A missa do domingo passado (17 de julho de 2022) reservou uma passagem do Evangelho de São Lucas, deveras desconcertante e que devia ser valorizado com mais ênfase pela Igreja em geral e pelas nossas sociedades.
É um pequeno texto que tem como figuras centrais
duas mulheres, Marta e Maria perante Jesus, que tinha sido convidado pela dona
da casa, Marta. Ambas recebem bem. Mas, Marta destaca-se e atarefava-se numa azáfama estonteante
para receber dignamente o Mestre. Maria, tomou a posição do discípulo, sentada
aos pés de Jesus, escutava com atenção as suas palavras. Obviamente, que a
maioria releva a atitude de Maria, porque escolheu fazer contemplação,
aparentemente, um gesto mais submisso, que é do agrado do machismo. Menos
valorizada é a atitude de Marta, que andava agitada e no ativismo, elementos
mais do que suficientes para ensaiar um discurso negativo e de condenação da
vida atual. Porém, não esqueço que Mestre Eckardt, surpreendentemente, chamou a
atenção para o fato de considerar a verdadeira mística, afinal, era Marta.

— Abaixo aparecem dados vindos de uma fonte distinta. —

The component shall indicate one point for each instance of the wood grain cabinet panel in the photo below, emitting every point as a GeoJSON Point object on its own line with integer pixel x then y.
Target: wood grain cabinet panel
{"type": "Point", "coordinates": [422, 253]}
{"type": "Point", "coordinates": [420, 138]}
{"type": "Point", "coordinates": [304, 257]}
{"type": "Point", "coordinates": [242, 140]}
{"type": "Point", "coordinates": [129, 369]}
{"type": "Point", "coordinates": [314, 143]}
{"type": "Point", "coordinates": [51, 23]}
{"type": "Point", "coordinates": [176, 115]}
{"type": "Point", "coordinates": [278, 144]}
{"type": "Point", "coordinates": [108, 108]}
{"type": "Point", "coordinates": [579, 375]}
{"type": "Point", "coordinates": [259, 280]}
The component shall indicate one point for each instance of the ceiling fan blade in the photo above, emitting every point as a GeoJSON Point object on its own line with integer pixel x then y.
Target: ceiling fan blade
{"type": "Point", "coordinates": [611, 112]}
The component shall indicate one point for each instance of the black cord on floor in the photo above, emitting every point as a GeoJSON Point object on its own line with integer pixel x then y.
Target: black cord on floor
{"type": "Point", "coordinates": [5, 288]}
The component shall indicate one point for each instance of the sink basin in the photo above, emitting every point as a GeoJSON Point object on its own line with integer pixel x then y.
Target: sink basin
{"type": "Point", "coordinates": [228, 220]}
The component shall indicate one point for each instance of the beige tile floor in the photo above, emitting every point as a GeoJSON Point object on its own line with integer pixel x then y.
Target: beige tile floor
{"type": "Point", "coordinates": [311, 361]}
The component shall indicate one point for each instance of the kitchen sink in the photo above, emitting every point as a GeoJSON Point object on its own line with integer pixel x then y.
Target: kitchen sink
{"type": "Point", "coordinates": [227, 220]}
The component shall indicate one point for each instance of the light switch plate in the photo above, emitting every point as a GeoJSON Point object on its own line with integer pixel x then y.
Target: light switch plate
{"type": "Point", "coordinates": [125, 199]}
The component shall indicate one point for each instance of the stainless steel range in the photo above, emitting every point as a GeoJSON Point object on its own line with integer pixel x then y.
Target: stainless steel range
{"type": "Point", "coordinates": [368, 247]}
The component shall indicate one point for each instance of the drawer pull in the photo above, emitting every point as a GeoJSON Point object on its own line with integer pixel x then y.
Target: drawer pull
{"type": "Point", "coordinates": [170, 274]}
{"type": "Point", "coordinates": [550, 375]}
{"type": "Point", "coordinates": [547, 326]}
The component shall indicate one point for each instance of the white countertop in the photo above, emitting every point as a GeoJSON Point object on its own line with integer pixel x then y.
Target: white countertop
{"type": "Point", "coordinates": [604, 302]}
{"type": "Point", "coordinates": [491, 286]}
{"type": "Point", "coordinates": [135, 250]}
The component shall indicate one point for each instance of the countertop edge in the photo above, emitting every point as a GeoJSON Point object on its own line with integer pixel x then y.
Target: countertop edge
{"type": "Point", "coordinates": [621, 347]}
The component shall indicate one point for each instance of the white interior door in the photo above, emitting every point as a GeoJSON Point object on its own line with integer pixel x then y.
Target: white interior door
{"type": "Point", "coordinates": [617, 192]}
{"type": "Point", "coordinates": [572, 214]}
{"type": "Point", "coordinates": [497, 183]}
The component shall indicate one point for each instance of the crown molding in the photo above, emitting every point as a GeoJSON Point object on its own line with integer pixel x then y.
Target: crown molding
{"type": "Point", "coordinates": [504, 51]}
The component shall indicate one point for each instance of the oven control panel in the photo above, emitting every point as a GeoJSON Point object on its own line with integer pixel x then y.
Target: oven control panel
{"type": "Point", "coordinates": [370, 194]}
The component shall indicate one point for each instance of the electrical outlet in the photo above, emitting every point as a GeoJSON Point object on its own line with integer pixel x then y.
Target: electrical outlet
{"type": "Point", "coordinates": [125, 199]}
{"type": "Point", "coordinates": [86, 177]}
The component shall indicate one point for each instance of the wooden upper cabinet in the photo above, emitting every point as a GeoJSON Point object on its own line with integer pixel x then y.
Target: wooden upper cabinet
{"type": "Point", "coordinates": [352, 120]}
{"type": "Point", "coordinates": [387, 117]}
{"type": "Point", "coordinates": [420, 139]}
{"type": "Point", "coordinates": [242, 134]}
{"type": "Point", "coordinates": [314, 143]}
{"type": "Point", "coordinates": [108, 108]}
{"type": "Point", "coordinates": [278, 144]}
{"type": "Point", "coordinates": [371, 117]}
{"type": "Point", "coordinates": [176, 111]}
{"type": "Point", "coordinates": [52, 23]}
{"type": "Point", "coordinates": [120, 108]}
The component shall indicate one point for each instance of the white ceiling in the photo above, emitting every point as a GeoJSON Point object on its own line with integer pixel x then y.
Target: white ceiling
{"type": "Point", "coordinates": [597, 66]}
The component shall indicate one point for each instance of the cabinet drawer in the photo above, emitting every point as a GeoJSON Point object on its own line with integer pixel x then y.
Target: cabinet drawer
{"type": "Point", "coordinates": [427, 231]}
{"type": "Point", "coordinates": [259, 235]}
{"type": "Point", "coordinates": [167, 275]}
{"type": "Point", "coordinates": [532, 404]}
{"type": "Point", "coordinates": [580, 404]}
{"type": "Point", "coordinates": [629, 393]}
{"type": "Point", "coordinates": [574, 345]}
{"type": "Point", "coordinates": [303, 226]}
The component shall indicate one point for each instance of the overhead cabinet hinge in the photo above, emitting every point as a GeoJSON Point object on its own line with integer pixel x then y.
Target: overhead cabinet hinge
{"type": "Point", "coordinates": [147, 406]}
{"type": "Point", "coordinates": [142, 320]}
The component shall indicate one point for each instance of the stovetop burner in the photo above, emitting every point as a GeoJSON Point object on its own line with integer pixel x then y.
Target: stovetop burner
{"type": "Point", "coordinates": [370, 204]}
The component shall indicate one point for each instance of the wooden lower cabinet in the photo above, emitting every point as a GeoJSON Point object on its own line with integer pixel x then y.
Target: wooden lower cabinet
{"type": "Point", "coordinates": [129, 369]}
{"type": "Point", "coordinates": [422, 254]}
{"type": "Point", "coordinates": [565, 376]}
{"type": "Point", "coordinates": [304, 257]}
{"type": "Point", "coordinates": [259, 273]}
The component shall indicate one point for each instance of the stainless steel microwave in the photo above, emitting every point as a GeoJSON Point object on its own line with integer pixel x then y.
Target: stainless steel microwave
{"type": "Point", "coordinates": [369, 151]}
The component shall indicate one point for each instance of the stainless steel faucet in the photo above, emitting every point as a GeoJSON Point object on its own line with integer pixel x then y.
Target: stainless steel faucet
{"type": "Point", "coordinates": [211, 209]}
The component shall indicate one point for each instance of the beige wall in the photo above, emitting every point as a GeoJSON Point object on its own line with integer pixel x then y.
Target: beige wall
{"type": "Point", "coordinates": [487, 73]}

O grande ensinamento que se tira deste episódio é de que Jesus aproveita para nos mostrar o que é o discipulado ou o apostolado, a partir de duas figuras femininas e não masculinas como habitualmente se faz crer. Até parece que a evangelização para ser autêntica só pode ser feita pela voz masculina.
Por isso, nem uma nem outra atitude exclui a outra. Ambas se complementam. Mas,
poderão afirmar que Jesus destaca a atitude de Maria: «Maria escolheu a melhor
parte». Não acredito que Jesus o tenha dito exatamente assim. Dois mil anos de
peripécias produzidas pelas vicissitudes das traduções, pressionadas pelo patriarcalismo e pelo
machismo reinante devem ter feito muito mal à riqueza da mensagem do texto e
desvirtuado o pensamento de Jesus.
Assim, iluminados pela riqueza deste texto, na
atitude de Maria, somos tomados a considerar que para a vida toda e para todas
as vidas, em qualquer circunstância, só nos fará bem escutar e contemplar a
mensagem, que nos ajude a nos descobrirmos, a vermos bem de onde viemos, para
que estamos e para onde vamos. Como disse Sophia de Mello Breyner: «Deixai-me com
as coisas/ Fundadas no silêncio». Nenhum Homem é uma besta de carga.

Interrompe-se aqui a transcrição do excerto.